Characters, Strings, and the cstring library
Recap
- Recall that a C-style string is a character array that ends with
the null character
- Character literals in single quotes
- string literals in double quotes
- "Hello World\n"
- Remember that the null-character is implicitly a part of any string
literal
- The name of an array acts as a pointer to the first element of an
array (i.e. it stores the address of where the array starts)
- Recall that this means when an array is passed into a function, the
function has access to the original array contents
Recap: the cctype library
Recall that this C library contains useful character testing functions, as
well as the two conversion functions toupper and tolower
- Conversion functions: These return the ascii value of a
character
- int toupper(int c) - returns the uppercase version of
c if it's a lowercase letter, otherwise returns c
as is
- int tolower(int c) - returns the lowercase version of
c if it's an uppercase letter, otherwise returns c
as is
- Query Functions: These all return true (non-zero) or false (0),
in answer to the question posed by the function's name. They all take in
the ascii value of a character as a parameter.

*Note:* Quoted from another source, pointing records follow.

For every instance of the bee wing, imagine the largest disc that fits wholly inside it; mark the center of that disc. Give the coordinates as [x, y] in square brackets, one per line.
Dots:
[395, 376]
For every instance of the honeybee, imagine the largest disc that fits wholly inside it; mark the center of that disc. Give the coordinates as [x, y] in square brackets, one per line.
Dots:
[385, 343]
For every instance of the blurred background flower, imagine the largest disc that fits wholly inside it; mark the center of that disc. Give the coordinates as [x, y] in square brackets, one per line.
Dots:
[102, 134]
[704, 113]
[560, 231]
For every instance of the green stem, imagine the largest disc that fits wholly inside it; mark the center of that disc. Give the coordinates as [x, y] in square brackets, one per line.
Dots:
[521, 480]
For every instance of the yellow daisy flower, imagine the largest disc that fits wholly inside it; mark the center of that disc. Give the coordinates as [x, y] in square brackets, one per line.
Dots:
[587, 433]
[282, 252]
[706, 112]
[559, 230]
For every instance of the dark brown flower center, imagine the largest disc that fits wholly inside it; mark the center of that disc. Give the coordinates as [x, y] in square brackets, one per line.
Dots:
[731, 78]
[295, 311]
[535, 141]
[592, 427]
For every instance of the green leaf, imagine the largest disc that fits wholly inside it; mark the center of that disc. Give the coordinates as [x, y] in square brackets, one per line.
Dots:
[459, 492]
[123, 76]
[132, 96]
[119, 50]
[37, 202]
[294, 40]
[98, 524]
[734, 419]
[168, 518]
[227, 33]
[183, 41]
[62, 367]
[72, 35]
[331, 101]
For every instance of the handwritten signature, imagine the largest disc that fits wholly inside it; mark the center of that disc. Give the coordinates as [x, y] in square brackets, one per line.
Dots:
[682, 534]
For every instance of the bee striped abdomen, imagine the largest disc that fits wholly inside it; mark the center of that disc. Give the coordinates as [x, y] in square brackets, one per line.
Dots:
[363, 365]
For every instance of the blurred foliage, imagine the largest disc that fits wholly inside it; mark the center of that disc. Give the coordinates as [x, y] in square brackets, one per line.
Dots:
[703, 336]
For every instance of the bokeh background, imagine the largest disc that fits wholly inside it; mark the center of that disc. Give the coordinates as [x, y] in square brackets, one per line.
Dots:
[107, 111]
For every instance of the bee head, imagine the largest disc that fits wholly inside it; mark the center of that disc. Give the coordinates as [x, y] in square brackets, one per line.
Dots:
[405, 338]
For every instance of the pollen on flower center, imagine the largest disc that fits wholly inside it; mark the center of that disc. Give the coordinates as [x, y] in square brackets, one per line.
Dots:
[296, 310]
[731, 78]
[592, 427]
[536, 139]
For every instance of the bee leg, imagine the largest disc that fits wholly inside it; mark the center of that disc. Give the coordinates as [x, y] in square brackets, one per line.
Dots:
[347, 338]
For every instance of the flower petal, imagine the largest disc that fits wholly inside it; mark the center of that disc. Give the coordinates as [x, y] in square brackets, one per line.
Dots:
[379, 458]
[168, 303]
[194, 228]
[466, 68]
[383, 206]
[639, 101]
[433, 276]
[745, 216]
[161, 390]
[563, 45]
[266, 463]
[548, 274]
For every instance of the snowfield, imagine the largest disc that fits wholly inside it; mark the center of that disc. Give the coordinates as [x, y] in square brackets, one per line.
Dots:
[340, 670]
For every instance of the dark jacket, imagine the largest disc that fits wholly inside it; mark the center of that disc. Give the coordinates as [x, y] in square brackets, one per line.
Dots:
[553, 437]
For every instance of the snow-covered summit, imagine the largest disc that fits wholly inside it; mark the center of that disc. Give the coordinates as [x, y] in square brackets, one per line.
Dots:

- int isdigit(int c) - decides whether the parameter is a
digit (0-9)
- int isalpha(int c) - decides whether the character is a
letter (a-z, A-Z)
- int isalnum(int c) - digit or a letter?
- int islower(int c) - lowercase digit? (a-z)
- int isupper(int c) - uppercase digit? (A-Z)
- int isxdigit(int c) - hex digit character? (0-9, a-f)
- int isspace(int c) - white space character?
- int iscntrl(int c) - control character?
- int ispunct(int c) - printing character other than space,
letter, digit?
- int isprint(int c) - printing character (including ' ')?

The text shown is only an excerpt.